Name: Christian Cowley

Age: 49

Occupation: executive-director, CEED Centre Society

Website: christiancowley.ca

Q1. What have you personally achieved, or what initiative have you personally led in recent years that qualifies you to be elected or re-elected as a Maple Ridge councillor?

1: I have a MBA and am financially literate. I initiated numerous community development activities as the CEED Centre’s executive-director for the past seven years. Most importantly, I forge partnerships between key groups that get things done in this community. I lead the Wednesday community discussions in Port Haney that prompted council to fund the neighbourhood change initiative. I set up the Maple Ridge-Pitt Meadows environmental council, which is holding senior governments accountable for protecting the Alouette watershed. I helped formulate the municipal agriculture plan as vice-chair. I started the Aldridge Acres Connex school farm and played key roles in developing the school neighbourhood gardens.
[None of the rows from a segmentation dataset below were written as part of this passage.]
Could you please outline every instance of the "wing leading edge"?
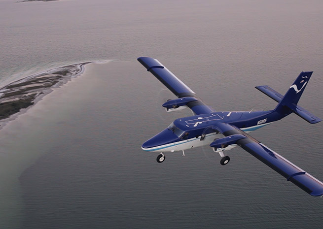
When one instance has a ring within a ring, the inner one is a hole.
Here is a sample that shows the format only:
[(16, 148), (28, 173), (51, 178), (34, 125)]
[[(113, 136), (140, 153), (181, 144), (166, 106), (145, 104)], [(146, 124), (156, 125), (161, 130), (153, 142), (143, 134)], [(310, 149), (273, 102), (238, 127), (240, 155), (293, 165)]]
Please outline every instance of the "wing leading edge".
[(178, 98), (196, 98), (196, 100), (188, 103), (187, 106), (197, 115), (215, 111), (198, 98), (195, 92), (157, 60), (151, 57), (139, 57), (137, 60)]
[(223, 123), (216, 127), (225, 136), (246, 136), (247, 138), (238, 140), (236, 144), (310, 195), (323, 195), (323, 183), (239, 128)]

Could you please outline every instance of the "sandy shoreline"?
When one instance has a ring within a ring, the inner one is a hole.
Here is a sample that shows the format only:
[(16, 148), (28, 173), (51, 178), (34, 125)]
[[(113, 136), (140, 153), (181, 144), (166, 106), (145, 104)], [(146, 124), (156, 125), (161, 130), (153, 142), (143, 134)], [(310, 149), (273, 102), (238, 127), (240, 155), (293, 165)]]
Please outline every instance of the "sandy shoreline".
[(82, 74), (88, 62), (63, 66), (12, 82), (0, 88), (0, 130), (42, 98)]

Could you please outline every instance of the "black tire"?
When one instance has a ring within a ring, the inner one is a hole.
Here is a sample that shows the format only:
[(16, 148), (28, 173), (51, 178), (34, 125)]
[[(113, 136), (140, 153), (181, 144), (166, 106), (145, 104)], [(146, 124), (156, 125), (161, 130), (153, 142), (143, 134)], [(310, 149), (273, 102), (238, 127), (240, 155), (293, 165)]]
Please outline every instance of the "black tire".
[(156, 160), (157, 161), (157, 162), (158, 163), (161, 163), (163, 162), (164, 161), (165, 161), (165, 159), (166, 158), (166, 156), (163, 154), (159, 154), (158, 156), (157, 156), (157, 159)]
[(225, 157), (222, 158), (222, 159), (220, 161), (220, 164), (222, 165), (225, 165), (229, 163), (229, 162), (230, 162), (230, 158), (228, 156), (226, 156)]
Q2. Provide two examples of council’s actions over the past three years and explain why or why not you support them.

2. Council has taken at least three steps to revitalize downtown that I applaud. It purchased 14 unsightly properties in the core for resale as a single development. This has a good chance of stimulating attractive development in the right place – downtown. It implemented an incentive package for SmartGrowth-compliant developments. And it financed the Port Haney Neighbourhood Change Initiative to rebuild the community from within, a principle critical to success.

I deplore council’s waste of $180,000 of taxpayer money for the Albion flats consultation, when it ignored the recommendations stemming from the process, and its frequent amendments of the OCP for housing outside the urban boundary, which only increases our taxes, decreases livability and make us more car-dependent with all the attendant ills of traffic jams, schools in the wrong places, and poorly accessible shopping.

Q3. Do you support the 13-per-cent increase (over three years) in councillor’s salaries approved last summer? Why or why not? Explain what you would do if elected.

3. No, I do not support a 13-per-cent increase in councillor salaries. That is out of step with the state of the economy and increases available to workers, public and private. I would support increases indexed to inflation. I would rather have a citizen’s panel set the wages for all political offices – a panel randomly selected from the voters list. I would put this forward as a motion if elected.